Something in it stuck in her. She watched it three times on Friday, three on Saturday. And then on Sunday, when Joy had her day off, Lily called Spencer and stammering into the phone asked if he wanted to come and take a look at her new plasma TV.
He came—bringing Coke and ginger ale and popcorn. His hair had gotten a little longer. He was so sullen, he was like Sinead O’Connor’s “Gloomy Sunday” song right on her new couch.
But then they watched
Groundhog Day
and he laughed. After it was finished, Lily asked if they could see it again. “If you want,” Spencer said.
There was a line in the movie spoken by Bill Murray to one of the regulars in a bowling alley bar: “
What would you do if you were stuck in one place and every day was exactly the same and nothing you did mattered
?” Bill Murray stared at the guy with his deadpan face, and the regular responded, “
That about sums it up for me
.” Spencer stared at Lily with his deadpan face, and then reached over and took the remote off her lap, and pressed STOP, saying, “Okey-dokey, I think that’s enough
Groundhog Day
for this evening.”
They sat on the couch, she at one end, he at the other. Spencer said he had to be going, and Lily agreed that was best.
On Fridays when she felt like she could move, Lily put on Amy’s skicap and with Joy’s help walked to HMV on Broadway or Best Buy on 6th and bought movies. No renting and returning business with Blockbuster. She would buy dozens at a time. One day at Best Buy, she offered to buy a refrigerator for Joy, who declined. “I’d wait for your October hospital bill before I started buying refrigerators.”

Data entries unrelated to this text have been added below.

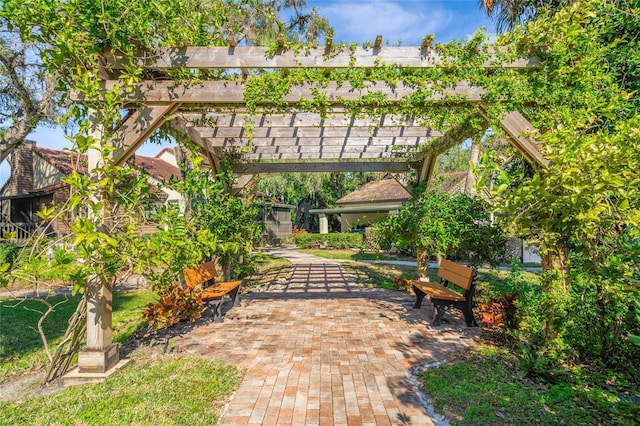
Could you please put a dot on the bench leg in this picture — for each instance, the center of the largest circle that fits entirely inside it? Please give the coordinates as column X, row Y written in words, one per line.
column 235, row 296
column 440, row 309
column 469, row 318
column 216, row 306
column 419, row 297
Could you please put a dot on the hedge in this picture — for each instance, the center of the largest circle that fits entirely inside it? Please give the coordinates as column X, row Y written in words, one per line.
column 330, row 241
column 8, row 252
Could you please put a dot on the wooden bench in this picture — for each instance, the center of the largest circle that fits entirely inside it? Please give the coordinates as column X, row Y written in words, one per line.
column 443, row 298
column 212, row 292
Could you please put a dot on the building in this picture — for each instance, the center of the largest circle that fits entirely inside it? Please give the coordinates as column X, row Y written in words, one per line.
column 36, row 181
column 373, row 201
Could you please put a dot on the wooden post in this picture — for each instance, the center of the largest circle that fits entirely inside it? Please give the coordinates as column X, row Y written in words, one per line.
column 324, row 223
column 100, row 354
column 470, row 183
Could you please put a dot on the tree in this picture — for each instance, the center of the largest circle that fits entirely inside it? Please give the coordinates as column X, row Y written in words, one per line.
column 443, row 225
column 27, row 91
column 509, row 13
column 583, row 210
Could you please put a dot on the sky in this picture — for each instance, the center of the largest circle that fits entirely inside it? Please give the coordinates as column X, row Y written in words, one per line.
column 397, row 21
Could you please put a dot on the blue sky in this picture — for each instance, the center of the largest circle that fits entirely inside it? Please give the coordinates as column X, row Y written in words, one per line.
column 405, row 21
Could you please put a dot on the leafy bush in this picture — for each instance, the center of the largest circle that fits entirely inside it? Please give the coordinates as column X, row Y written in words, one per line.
column 174, row 305
column 8, row 252
column 437, row 223
column 329, row 241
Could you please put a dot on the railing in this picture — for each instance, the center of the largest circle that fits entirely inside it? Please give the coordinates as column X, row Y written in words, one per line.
column 22, row 230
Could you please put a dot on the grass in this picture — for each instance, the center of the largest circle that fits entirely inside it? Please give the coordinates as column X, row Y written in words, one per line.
column 21, row 348
column 487, row 388
column 174, row 392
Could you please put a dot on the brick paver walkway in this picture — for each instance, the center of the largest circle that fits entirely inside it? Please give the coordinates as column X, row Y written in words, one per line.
column 324, row 350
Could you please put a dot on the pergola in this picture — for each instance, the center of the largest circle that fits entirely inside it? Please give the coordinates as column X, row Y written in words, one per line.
column 214, row 115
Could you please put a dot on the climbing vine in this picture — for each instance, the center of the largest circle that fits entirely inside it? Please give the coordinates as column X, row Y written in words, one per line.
column 581, row 97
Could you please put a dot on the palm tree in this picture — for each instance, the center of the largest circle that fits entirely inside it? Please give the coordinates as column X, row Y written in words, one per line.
column 509, row 13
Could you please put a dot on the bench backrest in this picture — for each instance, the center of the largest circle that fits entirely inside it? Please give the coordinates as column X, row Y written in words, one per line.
column 199, row 274
column 459, row 275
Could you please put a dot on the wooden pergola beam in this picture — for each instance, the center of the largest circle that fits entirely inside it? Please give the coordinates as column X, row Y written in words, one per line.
column 451, row 138
column 303, row 119
column 212, row 153
column 323, row 167
column 137, row 128
column 241, row 182
column 426, row 169
column 222, row 133
column 320, row 156
column 319, row 142
column 229, row 93
column 316, row 57
column 520, row 134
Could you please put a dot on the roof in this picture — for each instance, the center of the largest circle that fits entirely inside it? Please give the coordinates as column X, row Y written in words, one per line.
column 449, row 182
column 66, row 162
column 378, row 191
column 389, row 190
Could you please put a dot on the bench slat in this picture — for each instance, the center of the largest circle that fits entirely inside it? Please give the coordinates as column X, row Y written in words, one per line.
column 438, row 291
column 219, row 289
column 457, row 274
column 199, row 274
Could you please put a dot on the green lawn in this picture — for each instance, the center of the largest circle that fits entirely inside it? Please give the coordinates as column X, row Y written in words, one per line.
column 487, row 388
column 21, row 348
column 182, row 391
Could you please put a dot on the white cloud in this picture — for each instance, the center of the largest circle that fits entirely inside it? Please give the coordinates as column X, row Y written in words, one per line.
column 394, row 20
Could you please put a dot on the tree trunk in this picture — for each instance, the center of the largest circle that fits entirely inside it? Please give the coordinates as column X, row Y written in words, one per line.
column 555, row 275
column 470, row 183
column 226, row 270
column 422, row 264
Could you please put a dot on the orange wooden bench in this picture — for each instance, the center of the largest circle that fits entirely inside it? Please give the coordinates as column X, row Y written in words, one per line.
column 203, row 277
column 443, row 298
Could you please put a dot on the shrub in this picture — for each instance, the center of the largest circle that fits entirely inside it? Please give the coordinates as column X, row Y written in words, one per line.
column 8, row 253
column 174, row 305
column 329, row 241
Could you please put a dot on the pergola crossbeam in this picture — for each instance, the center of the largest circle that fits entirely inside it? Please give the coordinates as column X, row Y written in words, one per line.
column 322, row 167
column 137, row 128
column 520, row 133
column 324, row 57
column 230, row 93
column 301, row 120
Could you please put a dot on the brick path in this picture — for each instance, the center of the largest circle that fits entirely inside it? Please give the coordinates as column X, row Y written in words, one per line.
column 324, row 350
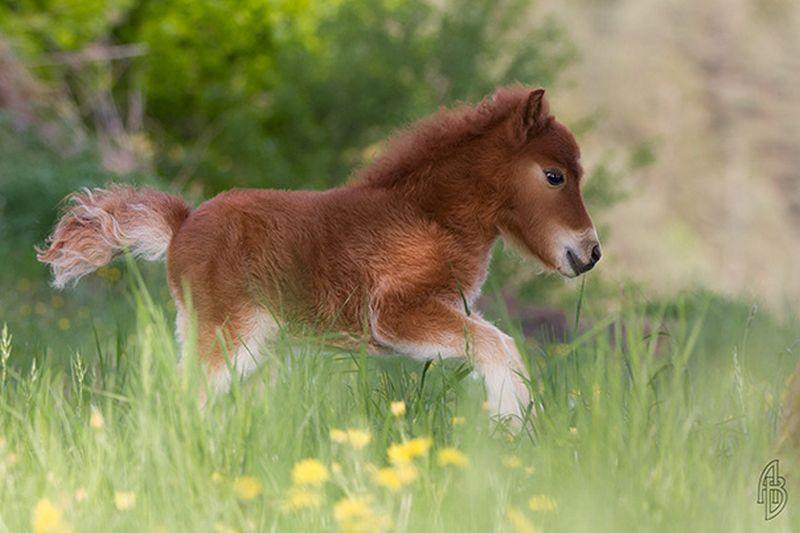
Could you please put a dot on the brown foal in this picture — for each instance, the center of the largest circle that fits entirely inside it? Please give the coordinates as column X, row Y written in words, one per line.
column 395, row 258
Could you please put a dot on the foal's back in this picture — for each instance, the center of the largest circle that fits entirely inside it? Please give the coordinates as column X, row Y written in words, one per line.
column 308, row 254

The October bill was only a hundred thousand dollars. Lily was so excited, she bought Joy a refrigerator
and
an oven. She gave ten thousand dollars to Anne for her November mortgage and extras, and another five thousand to Amanda for the girls’ birthdays. She bought another $300 chenille blanket for the couch—in case Spencer needed one.
Lily bought every comedy in the comedy section, even
A Life Less Ordinary
, which didn’t look remotely funny. Sometimes she slept through them. Sometimes she watched them with one eye. She put the same movies on again and again until she saw them whole. Sometimes she even laughed.
During week five Steve Martin said, speaking from the TV as if straight to Lily, “You don’t watch enough movies. All of life’s riddles are answered in the movies.” So Lily watched
The Out of Towners, Dead Men Don’t Wear Plaid, Planes, Trains and Automobiles, All of Me, Man with Two Brains, My Blue Heaven
, and
Lonely Guy
to get Steve Martin to answer her life’s riddle.
“He answered it in
Dead Men Don’t Wear Plaid
,” Spencer told her. “Remember? He said, ‘All dames are alike: they reach down your throat and they grab your heart, pull it out, and they throw it on the floor, step on it with their high heels, spit on it, shove it in the oven and cook the shit out of it. Then they slice it into little pieces, slam it on a hunk of toast and serve it to you, and then expect you to say, thanks, honey, it was delicious.’”
Spencer could be funnier than any comedy, especially
A Life Less Ordinary.
Laughing inside, Lily said, “I can’t imagine you really believe that.”
And Spencer said no, he didn’t, he just thought it was funny. “I think the answer to the riddle of life is more from
Bill and Ted’s Excellent Adventure
than from Steve Martin. Bill says, ‘The only true wisdom consists of knowing you know nothing.’”
And Lily, as Ted, said, “That’s us, dude. That’s us.”